Whether the Plaintiff owes or does not owe money to the 1st defendant, I have  perused the affidavit of David K. Tanui, to however sworn on 2/9/2015 whether he states that he has been serving the loans but does not state how much he has paid so far as at the swearing of the affidavit.   It is not the duty of the court to conduct an account.  However, it is evident that there is an amount due from the application to the defendant which has not been paid.  On the issue of absence of the authority by the 1st defendant's to its Legal officer to swear the replying affidavits, I do find that the applicant has not demonstrated that the same is necessary.  Moreover, there is no demonstration that the applicants will suffer any prejudice in the absence of the said authority.  From the foregoing, I do find that the plaintiffs have not proved that they have a prima facie case with a probability of success.

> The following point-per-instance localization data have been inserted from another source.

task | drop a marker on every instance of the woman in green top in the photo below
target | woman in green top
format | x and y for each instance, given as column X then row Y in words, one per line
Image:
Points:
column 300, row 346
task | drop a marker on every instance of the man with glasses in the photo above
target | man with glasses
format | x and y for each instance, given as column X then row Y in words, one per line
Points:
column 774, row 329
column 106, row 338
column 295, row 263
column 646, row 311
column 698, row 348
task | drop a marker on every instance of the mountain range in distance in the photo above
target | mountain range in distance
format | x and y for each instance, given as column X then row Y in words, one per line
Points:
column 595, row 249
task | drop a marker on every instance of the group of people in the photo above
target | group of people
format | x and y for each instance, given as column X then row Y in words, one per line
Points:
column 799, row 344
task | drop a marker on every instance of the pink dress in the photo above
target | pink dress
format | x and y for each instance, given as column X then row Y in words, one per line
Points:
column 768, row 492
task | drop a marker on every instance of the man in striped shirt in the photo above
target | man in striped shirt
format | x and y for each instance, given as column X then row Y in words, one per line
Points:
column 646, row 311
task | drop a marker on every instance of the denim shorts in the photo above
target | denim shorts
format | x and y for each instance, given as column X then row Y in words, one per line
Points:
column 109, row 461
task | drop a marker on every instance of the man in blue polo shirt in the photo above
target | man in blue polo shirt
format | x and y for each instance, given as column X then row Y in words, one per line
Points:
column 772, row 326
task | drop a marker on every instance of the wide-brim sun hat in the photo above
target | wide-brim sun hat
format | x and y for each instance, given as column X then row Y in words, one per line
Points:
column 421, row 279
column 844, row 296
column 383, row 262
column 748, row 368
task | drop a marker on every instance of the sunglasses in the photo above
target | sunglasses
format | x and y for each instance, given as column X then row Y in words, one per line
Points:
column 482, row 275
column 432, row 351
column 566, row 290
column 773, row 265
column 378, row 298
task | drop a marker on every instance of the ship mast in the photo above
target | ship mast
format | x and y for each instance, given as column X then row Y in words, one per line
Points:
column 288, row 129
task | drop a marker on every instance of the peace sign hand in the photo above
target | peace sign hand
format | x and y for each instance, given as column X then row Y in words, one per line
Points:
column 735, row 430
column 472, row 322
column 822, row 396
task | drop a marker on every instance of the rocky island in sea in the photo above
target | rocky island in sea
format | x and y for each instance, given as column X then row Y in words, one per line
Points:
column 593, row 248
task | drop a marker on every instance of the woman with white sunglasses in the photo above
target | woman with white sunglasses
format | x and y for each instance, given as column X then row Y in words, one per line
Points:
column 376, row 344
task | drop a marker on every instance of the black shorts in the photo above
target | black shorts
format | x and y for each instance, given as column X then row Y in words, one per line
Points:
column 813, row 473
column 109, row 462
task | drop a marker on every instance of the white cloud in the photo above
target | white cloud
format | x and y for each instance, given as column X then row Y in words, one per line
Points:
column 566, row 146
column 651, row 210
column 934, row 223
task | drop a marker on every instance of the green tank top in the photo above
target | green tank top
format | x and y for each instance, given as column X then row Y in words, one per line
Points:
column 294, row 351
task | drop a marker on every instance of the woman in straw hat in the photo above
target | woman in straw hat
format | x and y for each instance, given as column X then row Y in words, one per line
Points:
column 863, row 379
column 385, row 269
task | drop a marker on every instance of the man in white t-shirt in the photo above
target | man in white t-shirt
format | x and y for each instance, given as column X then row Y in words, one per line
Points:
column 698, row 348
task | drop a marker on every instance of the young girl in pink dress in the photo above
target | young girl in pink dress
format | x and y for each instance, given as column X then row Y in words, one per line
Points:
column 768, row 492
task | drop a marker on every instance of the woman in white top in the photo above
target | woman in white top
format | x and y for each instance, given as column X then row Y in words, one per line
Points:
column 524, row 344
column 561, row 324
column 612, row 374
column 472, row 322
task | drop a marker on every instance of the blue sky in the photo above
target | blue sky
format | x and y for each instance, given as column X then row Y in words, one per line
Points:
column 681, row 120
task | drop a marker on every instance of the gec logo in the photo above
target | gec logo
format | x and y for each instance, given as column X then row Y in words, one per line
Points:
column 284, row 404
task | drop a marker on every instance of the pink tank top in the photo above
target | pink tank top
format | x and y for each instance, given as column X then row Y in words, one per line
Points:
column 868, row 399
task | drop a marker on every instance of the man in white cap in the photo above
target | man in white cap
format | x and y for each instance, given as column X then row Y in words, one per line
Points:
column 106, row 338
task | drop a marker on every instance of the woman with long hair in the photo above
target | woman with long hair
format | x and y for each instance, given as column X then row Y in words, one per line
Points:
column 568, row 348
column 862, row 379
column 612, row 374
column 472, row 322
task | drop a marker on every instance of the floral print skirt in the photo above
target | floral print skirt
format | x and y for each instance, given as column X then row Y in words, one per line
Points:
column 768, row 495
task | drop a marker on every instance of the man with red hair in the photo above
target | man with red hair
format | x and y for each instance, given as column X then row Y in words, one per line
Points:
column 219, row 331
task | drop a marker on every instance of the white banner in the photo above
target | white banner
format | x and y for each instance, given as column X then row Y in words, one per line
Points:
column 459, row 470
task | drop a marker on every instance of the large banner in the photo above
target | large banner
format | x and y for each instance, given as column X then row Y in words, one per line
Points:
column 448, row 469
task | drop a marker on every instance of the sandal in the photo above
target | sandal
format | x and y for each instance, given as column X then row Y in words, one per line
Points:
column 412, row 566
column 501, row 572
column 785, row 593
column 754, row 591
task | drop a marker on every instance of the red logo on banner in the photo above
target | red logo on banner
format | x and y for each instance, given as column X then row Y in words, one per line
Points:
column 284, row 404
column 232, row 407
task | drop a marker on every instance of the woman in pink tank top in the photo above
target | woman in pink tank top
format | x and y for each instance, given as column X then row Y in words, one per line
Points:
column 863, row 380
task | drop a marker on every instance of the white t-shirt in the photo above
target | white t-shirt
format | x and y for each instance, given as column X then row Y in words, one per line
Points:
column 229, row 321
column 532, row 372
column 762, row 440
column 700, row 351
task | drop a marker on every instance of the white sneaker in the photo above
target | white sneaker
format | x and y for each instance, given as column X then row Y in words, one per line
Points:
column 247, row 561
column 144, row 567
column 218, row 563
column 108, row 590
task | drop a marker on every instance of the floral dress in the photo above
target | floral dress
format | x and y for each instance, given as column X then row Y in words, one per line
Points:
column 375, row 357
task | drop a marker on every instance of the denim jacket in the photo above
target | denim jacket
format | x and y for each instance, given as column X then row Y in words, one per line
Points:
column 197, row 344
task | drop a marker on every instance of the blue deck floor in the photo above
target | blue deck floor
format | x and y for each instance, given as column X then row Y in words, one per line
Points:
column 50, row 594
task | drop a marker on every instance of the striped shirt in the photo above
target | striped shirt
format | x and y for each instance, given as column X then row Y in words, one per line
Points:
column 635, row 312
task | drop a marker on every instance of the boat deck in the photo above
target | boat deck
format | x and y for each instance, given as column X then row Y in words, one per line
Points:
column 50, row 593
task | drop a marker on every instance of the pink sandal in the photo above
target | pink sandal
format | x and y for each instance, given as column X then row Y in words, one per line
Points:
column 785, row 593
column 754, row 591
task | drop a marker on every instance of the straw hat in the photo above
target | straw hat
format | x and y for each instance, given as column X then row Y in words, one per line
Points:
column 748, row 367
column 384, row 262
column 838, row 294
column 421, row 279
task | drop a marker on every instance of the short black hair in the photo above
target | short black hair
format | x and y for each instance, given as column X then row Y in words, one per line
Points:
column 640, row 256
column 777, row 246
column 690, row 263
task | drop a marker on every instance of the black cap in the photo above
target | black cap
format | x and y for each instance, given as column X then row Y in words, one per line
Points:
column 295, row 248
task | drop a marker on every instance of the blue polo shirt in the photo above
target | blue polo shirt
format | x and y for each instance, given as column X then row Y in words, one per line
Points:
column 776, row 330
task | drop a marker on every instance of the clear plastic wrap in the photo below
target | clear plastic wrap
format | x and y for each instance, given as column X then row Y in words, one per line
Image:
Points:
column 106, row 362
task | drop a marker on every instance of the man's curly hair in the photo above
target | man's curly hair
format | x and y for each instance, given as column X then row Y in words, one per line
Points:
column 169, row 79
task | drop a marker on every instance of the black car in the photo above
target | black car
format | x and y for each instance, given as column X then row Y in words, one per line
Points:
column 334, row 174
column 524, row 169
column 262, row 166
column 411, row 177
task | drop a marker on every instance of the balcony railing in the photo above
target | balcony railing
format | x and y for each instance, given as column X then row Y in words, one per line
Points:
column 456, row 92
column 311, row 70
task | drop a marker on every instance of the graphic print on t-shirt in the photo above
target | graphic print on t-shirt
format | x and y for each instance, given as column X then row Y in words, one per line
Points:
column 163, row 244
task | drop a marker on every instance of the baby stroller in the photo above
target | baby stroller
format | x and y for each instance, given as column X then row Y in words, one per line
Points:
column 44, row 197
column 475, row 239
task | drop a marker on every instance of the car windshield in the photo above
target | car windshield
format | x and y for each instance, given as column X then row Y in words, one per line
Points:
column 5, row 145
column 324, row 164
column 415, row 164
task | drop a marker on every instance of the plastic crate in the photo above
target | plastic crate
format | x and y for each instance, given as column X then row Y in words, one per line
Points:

The burden of proof that the plaintiff is likely to suffer irreparable harm that cannot be compensated by way of damages lies on the Plaintiffs and not the defendant.  The Plaintiffs have not provided any evidence of the irreparable harm that they are likely to suffer if injunction is not granted and that the defendant will be unable to compensate them in damages.  I have no doubt that the 1st defendant is a reputable institution with a viable financial base and that is why it lent the 3rd Plaintiff the money owed. On balance of convenience, I do find that it lites towards the 1st defendant as the debt is likely to outstrip the loan and therefore the injustice to be suffered by the 1st defendant outweighs the injustice to be suffered by the Plaintiff.  The upshot of the above is that the application is dismissed with costs.

DATED AND DELIVERED AT ELDORET THIS 19TH DAY OF AUGUST, 2016.